New Delhi: The Bridge at Aix en Provence (1948, estimate: 1,500,000-2,500,000 pounds) by Sir Winston Churchill will highlight Christie’s Modern British Art Evening Auction on October 20, 2021, a key auction in the 20th/21st century October season, which encompasses sales in both London and Paris. The painting was originally gifted to the Swiss paint manufacturer Willy Sax who supplied Churchill with his art materials and would become a lifelong friend.
Churchill had already been using oil paint produced by Sax Farben, a family-run paint manufacturer just outside of Zurich, when the pair formed an incredibly strong bond after their first meeting in Switzerland in September 1946. The resulting close relationship ensued for the rest of their lives. The scene depicted in the artwork would have been especially appealing to Churchill, not only due to his love of painting water but also because this particular vista was also visited by one of the most important artists of the 20th century, Paul Cezanne, who inspired Churchill.

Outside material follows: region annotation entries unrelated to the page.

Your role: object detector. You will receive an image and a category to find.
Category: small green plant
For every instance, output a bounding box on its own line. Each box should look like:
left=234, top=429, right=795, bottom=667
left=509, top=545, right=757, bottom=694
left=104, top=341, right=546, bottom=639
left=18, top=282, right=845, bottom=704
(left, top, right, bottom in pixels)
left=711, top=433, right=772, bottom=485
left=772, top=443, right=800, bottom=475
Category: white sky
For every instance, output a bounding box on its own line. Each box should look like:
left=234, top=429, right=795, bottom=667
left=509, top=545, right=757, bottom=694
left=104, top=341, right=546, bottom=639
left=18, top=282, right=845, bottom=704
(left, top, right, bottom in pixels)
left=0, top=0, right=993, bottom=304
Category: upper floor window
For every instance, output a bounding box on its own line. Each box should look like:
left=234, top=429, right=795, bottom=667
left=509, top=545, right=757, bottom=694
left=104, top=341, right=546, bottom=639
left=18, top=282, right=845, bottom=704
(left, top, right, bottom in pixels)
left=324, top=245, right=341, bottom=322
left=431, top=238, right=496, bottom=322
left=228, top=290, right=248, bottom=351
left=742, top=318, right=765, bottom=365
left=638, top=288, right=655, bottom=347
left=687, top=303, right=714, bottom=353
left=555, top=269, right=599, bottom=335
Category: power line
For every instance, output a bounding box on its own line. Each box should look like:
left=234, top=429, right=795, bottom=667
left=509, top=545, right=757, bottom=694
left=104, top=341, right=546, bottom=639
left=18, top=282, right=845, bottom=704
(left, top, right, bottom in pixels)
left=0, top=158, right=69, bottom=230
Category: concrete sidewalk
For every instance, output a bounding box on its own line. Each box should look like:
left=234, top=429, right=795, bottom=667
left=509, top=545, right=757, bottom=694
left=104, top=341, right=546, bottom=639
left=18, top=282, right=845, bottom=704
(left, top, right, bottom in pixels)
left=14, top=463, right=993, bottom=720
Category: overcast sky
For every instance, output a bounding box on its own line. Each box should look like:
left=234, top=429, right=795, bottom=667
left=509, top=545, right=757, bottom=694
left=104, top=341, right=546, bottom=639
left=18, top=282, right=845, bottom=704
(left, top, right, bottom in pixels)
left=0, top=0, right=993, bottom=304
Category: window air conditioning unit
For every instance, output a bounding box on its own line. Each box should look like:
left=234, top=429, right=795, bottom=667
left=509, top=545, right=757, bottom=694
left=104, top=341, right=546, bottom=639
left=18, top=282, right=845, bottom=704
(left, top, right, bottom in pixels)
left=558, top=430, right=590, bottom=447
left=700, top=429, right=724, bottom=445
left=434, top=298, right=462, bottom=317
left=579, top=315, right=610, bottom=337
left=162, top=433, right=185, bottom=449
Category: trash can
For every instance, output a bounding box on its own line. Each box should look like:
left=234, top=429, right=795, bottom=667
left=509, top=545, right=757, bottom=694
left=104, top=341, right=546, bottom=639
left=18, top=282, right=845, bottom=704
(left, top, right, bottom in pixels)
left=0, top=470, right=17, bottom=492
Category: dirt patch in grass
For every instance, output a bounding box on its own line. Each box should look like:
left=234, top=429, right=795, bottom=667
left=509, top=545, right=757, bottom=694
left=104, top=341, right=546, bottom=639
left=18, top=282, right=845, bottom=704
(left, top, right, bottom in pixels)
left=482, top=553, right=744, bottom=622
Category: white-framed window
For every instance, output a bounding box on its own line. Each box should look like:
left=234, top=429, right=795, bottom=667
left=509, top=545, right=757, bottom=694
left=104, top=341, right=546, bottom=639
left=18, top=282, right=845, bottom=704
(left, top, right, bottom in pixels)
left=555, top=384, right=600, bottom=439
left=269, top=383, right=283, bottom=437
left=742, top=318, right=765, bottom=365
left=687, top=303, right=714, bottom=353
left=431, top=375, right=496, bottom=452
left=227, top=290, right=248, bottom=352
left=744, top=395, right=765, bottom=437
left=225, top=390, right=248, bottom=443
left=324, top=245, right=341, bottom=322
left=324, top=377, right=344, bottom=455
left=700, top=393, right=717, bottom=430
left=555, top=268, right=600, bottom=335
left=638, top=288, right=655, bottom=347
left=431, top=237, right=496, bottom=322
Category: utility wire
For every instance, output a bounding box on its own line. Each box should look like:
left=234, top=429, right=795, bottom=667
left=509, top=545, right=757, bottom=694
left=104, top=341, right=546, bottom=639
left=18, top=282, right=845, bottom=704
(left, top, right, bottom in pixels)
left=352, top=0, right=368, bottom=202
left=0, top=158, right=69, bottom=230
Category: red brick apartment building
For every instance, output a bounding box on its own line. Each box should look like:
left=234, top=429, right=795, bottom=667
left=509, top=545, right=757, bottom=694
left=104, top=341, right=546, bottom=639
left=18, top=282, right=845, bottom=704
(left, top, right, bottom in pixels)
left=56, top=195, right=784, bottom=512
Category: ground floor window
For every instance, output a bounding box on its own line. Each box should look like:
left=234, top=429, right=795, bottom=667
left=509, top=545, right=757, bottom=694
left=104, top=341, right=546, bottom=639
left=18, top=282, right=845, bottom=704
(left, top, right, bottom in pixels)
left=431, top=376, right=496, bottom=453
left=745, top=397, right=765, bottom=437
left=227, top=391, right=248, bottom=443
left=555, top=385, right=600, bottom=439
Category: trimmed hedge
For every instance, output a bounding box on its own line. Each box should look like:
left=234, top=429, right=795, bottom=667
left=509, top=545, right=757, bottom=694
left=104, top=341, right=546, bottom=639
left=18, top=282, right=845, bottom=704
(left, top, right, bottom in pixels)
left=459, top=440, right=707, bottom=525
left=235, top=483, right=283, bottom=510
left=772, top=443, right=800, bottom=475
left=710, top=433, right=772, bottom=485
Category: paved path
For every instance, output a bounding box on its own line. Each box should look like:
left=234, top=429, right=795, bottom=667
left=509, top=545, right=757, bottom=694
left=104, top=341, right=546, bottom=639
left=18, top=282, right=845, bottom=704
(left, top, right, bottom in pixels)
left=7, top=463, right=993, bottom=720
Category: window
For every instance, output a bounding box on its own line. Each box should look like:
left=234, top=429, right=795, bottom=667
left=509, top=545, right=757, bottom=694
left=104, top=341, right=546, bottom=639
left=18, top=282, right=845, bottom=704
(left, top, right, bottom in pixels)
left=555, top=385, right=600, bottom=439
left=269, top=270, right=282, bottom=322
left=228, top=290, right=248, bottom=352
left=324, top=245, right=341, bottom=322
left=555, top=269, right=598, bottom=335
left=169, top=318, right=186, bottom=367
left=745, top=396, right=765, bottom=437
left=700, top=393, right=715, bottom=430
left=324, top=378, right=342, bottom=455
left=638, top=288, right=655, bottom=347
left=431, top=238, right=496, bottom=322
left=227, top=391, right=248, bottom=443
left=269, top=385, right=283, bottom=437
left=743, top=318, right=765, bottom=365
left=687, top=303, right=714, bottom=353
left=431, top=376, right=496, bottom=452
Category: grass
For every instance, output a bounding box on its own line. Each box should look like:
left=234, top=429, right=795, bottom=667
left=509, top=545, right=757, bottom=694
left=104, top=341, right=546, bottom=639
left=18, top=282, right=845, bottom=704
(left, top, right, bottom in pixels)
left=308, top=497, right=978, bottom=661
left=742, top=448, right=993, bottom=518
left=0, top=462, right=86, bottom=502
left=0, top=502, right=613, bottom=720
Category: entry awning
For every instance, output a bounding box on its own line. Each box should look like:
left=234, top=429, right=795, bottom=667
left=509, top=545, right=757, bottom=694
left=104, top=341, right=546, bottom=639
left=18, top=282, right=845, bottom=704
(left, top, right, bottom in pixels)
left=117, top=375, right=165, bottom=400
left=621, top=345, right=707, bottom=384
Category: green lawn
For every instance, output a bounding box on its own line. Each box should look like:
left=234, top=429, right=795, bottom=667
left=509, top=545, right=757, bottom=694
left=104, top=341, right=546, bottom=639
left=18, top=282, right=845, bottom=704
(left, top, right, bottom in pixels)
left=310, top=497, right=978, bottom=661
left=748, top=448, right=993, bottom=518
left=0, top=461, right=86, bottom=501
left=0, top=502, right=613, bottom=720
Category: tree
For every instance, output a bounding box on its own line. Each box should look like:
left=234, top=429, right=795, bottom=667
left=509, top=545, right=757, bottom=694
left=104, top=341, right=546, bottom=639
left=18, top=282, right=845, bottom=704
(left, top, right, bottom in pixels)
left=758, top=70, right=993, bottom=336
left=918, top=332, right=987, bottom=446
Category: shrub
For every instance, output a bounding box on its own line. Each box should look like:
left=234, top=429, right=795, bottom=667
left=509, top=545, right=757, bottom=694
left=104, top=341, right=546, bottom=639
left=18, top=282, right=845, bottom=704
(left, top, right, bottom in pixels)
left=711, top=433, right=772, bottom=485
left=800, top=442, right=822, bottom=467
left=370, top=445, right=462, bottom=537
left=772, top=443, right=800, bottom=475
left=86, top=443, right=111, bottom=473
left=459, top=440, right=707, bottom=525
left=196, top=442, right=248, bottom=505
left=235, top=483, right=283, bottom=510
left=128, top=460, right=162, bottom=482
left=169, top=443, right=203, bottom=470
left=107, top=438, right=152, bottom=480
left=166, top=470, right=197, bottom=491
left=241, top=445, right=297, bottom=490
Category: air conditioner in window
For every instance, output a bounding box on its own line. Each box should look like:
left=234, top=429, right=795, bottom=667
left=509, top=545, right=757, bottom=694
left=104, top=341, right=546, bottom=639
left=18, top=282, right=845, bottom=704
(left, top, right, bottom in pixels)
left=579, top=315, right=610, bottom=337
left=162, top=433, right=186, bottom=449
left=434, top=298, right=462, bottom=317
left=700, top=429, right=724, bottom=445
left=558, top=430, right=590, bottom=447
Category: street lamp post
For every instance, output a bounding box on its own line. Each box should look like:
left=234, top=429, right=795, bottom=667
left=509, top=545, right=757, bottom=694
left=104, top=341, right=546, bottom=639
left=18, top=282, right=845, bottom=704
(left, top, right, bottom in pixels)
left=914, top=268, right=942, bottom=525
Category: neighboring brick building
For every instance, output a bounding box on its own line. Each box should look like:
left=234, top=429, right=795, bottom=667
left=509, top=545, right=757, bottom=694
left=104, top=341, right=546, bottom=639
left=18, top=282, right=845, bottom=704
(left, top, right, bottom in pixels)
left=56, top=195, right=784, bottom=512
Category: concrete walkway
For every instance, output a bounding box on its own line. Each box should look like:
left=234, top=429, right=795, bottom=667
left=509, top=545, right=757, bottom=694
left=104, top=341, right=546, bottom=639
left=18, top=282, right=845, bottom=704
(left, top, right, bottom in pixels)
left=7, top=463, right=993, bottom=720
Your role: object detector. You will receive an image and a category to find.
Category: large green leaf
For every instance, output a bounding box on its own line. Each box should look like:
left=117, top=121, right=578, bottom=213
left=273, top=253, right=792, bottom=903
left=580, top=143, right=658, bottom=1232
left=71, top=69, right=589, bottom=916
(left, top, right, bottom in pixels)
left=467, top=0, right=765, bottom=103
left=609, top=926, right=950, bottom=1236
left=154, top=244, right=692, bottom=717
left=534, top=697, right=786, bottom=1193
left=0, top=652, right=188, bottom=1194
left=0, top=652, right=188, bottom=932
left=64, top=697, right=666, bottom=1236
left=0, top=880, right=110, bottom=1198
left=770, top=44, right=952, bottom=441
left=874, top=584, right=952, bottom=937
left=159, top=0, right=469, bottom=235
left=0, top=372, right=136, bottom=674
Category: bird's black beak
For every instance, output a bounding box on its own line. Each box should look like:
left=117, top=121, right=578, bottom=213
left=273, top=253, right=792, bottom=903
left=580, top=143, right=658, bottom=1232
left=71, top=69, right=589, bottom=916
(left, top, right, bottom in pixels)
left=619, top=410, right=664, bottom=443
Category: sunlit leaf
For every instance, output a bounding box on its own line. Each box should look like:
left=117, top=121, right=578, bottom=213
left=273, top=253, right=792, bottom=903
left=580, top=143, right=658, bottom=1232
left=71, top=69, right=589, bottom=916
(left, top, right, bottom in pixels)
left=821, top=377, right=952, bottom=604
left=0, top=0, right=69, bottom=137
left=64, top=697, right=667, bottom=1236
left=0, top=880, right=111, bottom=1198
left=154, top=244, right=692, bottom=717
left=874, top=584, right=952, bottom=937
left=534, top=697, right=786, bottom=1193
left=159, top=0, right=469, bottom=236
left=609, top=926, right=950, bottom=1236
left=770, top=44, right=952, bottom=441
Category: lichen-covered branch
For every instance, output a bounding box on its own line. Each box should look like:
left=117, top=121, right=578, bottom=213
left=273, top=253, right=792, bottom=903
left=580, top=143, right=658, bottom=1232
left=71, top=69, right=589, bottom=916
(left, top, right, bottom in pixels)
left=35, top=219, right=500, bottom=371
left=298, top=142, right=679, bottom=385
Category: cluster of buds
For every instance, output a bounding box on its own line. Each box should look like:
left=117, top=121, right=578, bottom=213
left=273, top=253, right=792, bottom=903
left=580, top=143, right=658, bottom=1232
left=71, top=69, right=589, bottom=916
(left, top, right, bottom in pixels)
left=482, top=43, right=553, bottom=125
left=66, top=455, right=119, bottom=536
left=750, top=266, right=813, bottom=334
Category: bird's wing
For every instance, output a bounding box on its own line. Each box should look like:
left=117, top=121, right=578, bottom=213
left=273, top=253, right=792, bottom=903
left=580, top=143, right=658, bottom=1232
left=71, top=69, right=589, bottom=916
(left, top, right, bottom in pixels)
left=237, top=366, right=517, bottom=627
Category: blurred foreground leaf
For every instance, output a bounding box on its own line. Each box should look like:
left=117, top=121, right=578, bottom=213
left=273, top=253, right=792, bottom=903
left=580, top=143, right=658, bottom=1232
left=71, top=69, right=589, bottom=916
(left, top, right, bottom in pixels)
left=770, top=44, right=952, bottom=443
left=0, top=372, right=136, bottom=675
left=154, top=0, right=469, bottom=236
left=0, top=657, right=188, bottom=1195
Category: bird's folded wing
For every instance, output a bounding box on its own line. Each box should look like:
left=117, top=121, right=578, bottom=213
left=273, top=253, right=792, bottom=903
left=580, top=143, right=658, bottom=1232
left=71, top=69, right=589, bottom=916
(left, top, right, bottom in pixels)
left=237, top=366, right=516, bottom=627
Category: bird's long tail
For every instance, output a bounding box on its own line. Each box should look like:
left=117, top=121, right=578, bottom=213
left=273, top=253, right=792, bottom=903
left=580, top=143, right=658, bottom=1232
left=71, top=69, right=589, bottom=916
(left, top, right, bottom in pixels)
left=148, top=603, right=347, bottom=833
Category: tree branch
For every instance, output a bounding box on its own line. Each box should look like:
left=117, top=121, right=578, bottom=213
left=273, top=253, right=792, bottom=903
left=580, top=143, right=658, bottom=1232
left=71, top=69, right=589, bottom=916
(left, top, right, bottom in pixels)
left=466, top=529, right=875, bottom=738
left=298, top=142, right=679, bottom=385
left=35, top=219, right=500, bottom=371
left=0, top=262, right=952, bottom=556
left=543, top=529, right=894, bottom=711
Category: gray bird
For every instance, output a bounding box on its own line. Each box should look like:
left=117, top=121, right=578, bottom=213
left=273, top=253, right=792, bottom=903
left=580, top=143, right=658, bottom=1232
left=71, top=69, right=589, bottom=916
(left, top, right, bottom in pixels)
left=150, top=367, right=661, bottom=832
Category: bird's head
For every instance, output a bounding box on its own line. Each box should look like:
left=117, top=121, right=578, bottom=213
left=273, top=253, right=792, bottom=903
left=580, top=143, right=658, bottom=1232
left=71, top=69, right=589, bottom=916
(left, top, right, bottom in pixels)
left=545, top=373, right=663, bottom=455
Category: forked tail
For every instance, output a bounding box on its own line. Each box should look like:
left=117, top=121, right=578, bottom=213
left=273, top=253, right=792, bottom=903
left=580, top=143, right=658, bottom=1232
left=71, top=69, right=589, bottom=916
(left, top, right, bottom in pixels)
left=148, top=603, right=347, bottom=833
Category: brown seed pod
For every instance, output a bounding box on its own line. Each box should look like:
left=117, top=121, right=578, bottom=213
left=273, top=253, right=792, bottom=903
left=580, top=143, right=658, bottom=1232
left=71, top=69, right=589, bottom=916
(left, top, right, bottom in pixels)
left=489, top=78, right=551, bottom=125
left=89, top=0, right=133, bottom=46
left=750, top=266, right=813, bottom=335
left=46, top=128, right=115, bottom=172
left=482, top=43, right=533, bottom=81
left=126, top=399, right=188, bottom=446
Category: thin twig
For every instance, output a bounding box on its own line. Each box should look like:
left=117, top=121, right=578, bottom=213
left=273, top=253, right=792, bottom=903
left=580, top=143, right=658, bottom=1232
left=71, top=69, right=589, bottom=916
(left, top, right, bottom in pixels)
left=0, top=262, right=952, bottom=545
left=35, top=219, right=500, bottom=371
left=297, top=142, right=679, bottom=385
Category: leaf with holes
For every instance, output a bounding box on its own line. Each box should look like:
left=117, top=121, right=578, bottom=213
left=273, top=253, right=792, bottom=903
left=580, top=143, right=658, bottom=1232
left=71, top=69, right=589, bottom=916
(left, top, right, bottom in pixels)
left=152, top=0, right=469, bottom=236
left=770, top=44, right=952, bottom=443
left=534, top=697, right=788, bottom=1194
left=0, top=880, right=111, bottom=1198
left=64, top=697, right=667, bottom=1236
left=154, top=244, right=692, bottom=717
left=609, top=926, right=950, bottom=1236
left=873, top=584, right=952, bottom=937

Trois Sautets, which translates as ‘three small jumps’, is an elegant bridge that arches over the River Arc. In the last year of his life, Cezanne produced two watercolours of the scene, Baigneuses sous un pont (New York, Metropolitan Museum of Art) and Le Pont des Trois Sautets (Cincinnati Art Museum). In 1948, Willy Sax and the Swiss artist Charles Montag visited Churchill in the South of France, where he painted The Bridge at Aix en Provence, one of two paintings of the subject he executed.
Nick Orchard, Head of Modern British Art, Christie’s: “As with the majestic scenes Churchill committed to painting in Marrakesh, The Bridge at Aix en Provence demonstrates his preference for painting en Plein air, and is one of the finest examples of his favoured subject, water. The bond between Sax and Churchill was so strong when the two were introduced in 1946 that from then on, they often holidayed together. That Sax was present when Churchill created this seminal work is testament to his lasting influence on the former Prime Minister and in a nod to that, Churchill gifted the work to him, cementing a lifelong friendship. We are delighted to offer the painting as a major highlight of our Modern British Evening Sale on October 20 and expect international interest.”
Sax’s contribution to Churchill’s artistic practice extended beyond the supply of materials, also demonstrating how to exploit their properties to maximum effect. Their shared passion for the medium of oil paint resulted in the conception of a handful of products specifically for Churchill. ‘Royal Blue’, which was previously named ‘Churchill Blue’, was a colour made specifically for the war-time leader in light and deep shades. Churchill, favouring to work on larger canvases than is usually expected by amateurs for en Plein air painting, preferred to paint quickly, using colours directly from the tube if possible. He had not experienced a colour that came close to the hues he could see in the sky, so Sax created the colour specifically for his purposes. Sax also created a specific medium for Churchill to use with his oil paints, the recipe of which had been kept secret until recently. They also went on many painting trips together, where Sax introduced Churchill to many of his artist connections, including the Swiss painter Cuno Amiet. Sax was also a keen sports fisherman, and to the left of the vista, one can see that Churchill has suggested the figure of someone fishing, using only a few carefully placed brushstrokes, adding a personal touch to the composition.